"Non posso certo dichiararmi soddisfatta di un lavoro che è stato purtroppo molto condizionato dalle vicende interne ma ora sono interessata al futuro del PD"

Abbiamo raccolto le riflessioni di Carmen Castelluccio, all’indomani dell’Assemblea Provinciale del Partito Democratico che l’ha vista avvicendarsi con Alessio Lo Giudice.

 


Siamo arrivati all’assemblea provinciale dopo un travagliato percorso nel quale sul piano personale mi sono spesa con grande passione, spesso dovendo ricorrere a tanta pazienza, anche quando fatti, attacchi e argomenti meritavano ben altre risposte. Consapevole che era comunque importante raggiungere l’obiettivo di un percorso che potesse riportare il partito ad una gestione unitaria e dunque celebrare un momento che ci chiamava a decisioni importanti nell’interesse del PD ma, soprattutto, per dare slancio a quelle istanze di cambiamento, di buona politica e di buona amministrazione che i nostri militanti e i nostri elettori ci chiedono.

Ho vissuto le mie dimissioni con la sicurezza di aver lavorato con generosità e disinteresse verso il raggiungimento di obiettivi personali, con quello spirito che ha caratterizzato tanta storia di questo partito o almeno di quello a cui ho fatto sempre riferimento. Ci sono a volte dei passaggi nella propria vita politica che suggeriscono di fare un bilancio su ciò che si è fatto, su quanto si è soddisfatti del realizzato, di quanto si è stati coerenti con i propri valori. Devo dire, per quanto mi riguarda, che aver svolto il ruolo di segretaria provinciale in una condizione di divisione interna - sicuramente la più difficile nella storia del PD - ha molto limitato e condizionato il lavoro e il progetto da portare avanti.

Ho vissuto il disagio di un confronto faticoso, ancora pieno di riserve reciproche, con eccessi di modernismo e contemporaneamente visioni del partito, della politica e della società ormai superate. Non posso dunque dichiararmi soddisfatta di un lavoro che è stato purtroppo molto condizionato dalle vicende interne. Mi sono sforzata comunque, insieme ai componenti dell’esecutivo provinciale, che ringrazio per la collaborazione e per il loro sereno impegno, di seguire i circoli, analizzare problemi, ascoltare gli iscritti e affrontare le tante problematiche che emergevano dai vari territori. In molte realtà adesso è ora di decisioni importanti e per questo considero questa fase molto significativa: una vera sfida per tutti. La vera forza di un partito è l’unità, pur nella diversità di posizioni politiche. È un valore che deve essere interpretato in maniera saggia e senza arroganze, senza imposizioni ma piuttosto valorizzando la ricchezza di opinioni e saperi.
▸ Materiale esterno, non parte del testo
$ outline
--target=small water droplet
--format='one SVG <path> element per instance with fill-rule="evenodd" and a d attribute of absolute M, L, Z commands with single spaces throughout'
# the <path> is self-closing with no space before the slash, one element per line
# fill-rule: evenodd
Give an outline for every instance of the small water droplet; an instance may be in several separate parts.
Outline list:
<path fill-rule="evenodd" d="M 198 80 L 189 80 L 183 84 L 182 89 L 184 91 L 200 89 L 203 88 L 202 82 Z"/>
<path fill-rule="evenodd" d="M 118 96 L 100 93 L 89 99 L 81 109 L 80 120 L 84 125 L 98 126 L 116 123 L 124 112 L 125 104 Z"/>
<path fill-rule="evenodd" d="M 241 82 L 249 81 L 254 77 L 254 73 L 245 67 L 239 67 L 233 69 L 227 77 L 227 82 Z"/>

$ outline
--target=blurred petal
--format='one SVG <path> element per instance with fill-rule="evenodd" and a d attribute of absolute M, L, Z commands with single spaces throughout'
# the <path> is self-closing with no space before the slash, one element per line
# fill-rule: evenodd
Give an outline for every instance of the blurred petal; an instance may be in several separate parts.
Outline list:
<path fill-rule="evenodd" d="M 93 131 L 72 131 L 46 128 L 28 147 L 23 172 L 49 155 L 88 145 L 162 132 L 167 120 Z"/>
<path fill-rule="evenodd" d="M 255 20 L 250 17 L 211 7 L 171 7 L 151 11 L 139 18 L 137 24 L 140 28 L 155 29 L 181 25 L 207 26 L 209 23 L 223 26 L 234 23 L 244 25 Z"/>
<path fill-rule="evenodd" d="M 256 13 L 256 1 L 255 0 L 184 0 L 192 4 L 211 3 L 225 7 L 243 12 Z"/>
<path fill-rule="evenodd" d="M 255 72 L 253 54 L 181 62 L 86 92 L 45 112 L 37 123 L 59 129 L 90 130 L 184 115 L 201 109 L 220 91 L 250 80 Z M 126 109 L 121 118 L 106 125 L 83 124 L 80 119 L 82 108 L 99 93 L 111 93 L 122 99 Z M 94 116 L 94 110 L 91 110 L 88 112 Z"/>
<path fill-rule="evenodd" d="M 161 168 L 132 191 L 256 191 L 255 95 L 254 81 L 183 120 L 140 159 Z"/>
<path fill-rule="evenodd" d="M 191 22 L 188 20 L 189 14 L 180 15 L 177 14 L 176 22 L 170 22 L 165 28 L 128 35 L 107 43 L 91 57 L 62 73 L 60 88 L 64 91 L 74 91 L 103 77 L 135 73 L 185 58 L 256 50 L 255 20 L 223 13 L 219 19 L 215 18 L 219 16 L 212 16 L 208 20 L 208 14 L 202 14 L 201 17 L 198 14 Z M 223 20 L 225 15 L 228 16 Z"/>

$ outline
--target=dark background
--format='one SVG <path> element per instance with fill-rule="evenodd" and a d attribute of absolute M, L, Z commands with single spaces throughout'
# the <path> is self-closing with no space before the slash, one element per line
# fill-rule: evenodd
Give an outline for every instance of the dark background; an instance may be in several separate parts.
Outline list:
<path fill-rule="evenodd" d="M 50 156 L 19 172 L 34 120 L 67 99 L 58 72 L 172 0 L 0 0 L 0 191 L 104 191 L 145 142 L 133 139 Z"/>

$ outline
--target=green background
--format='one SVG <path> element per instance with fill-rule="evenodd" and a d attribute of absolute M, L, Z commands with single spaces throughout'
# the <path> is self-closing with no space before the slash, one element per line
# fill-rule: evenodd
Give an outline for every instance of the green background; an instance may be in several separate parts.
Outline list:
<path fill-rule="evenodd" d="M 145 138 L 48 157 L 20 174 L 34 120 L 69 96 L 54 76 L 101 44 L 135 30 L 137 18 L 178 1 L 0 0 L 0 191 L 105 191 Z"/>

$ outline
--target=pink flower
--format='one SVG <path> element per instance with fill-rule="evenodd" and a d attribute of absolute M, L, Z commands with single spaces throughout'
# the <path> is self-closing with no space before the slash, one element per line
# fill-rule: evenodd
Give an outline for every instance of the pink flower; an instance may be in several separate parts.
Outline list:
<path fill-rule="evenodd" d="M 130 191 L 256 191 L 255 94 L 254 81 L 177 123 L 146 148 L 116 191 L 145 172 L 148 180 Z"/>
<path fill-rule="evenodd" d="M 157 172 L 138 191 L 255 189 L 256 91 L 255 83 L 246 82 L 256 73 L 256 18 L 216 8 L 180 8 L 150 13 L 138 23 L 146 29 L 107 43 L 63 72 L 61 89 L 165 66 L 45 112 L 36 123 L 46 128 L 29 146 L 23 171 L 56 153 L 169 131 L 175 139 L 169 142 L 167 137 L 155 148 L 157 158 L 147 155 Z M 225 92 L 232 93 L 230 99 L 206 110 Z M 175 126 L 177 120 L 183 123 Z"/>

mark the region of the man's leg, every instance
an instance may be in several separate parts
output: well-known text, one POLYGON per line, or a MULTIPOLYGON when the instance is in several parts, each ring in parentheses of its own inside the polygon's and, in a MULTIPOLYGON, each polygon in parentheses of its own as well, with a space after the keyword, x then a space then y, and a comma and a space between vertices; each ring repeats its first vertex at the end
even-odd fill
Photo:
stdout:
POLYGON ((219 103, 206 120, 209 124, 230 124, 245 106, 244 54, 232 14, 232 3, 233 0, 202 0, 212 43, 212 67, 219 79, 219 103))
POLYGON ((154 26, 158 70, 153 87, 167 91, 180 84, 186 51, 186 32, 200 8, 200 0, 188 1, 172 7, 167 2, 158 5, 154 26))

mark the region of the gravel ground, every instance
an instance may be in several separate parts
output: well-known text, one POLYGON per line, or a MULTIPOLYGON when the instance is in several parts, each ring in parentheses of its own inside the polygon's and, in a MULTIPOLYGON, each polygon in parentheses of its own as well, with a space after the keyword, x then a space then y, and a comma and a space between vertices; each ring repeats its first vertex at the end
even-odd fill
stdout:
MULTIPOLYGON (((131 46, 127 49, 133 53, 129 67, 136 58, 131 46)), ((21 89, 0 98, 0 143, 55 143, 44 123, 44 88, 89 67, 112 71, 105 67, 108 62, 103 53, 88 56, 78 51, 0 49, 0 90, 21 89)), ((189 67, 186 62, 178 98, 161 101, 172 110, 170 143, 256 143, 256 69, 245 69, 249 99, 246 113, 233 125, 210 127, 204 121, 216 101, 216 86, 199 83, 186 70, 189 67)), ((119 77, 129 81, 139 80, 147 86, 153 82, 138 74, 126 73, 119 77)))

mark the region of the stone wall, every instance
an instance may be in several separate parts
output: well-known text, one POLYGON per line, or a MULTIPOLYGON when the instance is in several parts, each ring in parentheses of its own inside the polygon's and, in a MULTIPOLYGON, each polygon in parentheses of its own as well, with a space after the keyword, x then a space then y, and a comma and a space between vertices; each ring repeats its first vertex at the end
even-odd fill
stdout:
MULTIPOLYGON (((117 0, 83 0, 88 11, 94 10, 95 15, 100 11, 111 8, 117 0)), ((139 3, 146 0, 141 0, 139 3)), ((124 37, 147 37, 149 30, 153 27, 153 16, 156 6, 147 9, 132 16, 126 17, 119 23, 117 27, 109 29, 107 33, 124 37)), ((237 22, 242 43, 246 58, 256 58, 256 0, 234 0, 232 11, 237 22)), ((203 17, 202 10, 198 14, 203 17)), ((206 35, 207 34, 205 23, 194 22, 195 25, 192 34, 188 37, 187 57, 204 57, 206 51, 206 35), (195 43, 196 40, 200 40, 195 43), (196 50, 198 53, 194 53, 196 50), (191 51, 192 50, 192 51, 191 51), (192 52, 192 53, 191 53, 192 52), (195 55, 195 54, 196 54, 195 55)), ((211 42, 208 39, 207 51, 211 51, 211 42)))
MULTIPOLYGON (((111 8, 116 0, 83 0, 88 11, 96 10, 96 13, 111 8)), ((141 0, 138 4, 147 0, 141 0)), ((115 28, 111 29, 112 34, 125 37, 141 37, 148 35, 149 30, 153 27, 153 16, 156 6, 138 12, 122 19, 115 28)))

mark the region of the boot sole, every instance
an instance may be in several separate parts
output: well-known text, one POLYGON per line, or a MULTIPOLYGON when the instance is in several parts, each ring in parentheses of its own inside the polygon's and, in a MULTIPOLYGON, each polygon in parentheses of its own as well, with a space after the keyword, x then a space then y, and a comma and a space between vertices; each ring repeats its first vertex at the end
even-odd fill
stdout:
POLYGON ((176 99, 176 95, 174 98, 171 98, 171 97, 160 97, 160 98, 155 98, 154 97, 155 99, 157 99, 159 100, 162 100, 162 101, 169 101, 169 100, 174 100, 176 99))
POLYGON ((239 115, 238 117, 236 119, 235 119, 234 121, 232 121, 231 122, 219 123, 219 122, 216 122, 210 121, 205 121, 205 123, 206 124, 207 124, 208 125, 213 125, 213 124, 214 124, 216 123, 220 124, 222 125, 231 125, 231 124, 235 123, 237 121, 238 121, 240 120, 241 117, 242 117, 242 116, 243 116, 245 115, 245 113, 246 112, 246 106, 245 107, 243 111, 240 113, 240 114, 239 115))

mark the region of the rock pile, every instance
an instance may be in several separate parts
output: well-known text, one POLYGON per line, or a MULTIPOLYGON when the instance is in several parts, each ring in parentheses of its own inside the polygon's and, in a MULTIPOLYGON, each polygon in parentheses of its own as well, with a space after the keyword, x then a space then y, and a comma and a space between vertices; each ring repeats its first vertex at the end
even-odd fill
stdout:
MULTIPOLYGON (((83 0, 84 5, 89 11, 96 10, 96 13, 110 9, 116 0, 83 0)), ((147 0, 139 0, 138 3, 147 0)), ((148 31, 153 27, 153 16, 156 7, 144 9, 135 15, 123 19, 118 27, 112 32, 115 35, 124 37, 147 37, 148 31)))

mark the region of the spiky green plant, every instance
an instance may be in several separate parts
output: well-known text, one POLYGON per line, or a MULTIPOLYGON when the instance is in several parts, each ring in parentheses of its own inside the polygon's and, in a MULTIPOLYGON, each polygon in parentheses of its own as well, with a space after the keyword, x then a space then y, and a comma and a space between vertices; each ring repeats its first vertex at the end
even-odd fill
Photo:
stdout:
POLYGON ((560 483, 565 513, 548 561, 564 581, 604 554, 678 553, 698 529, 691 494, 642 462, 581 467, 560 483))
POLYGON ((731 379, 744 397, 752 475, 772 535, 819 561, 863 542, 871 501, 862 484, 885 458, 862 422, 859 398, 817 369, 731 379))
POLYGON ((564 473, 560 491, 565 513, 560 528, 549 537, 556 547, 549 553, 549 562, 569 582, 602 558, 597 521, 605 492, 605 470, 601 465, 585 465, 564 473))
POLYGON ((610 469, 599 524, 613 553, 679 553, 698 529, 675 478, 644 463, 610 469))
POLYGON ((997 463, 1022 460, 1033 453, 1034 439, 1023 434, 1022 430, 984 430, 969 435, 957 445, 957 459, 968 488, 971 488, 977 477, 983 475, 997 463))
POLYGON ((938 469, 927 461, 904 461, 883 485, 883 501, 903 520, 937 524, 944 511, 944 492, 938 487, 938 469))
Non mi interessa guardare al passato, sono molto interessata ad essere protagonista del futuro di questo PD. Occorre ridare senso e dignità a quel modo di fare politica che abbiamo il dovere di interpretare al meglio e che i cittadini si aspettano da noi.

Ho accettato la proposta del segretario regionale Fausto Raciti di entrare nell’esecutivo regionale solo per dare una mano al nuovo PD che dobbiamo provare a costruire in Sicilia. Abbiamo tanto da recuperare: credo che la classe dirigente di questo partito, soprattutto a livello locale, deve essere capace di interpretare questa fase riuscendo con intelligenza a fondere storie vecchie e nuove, competenze consolidate e più moderne, offrendo all’elettorato e alle nostre comunità una proposta politica all’altezza delle sfide che sul piano economico e sociale riguardano anche il nostro territorio che fortunatamente ha tante risorse su cui puntare.

A settembre si eleggeranno gli organismi della città e il suo segretario: considero anche questo passaggio fondamentale e necessario per una politica in grado di affrontare al meglio la sfida del buon governo della città. Sarà un appuntamento nel quale misureremo la capacità di saperci rispettare e di riconoscere pari dignità a tutte le sensibilità del partito democratico.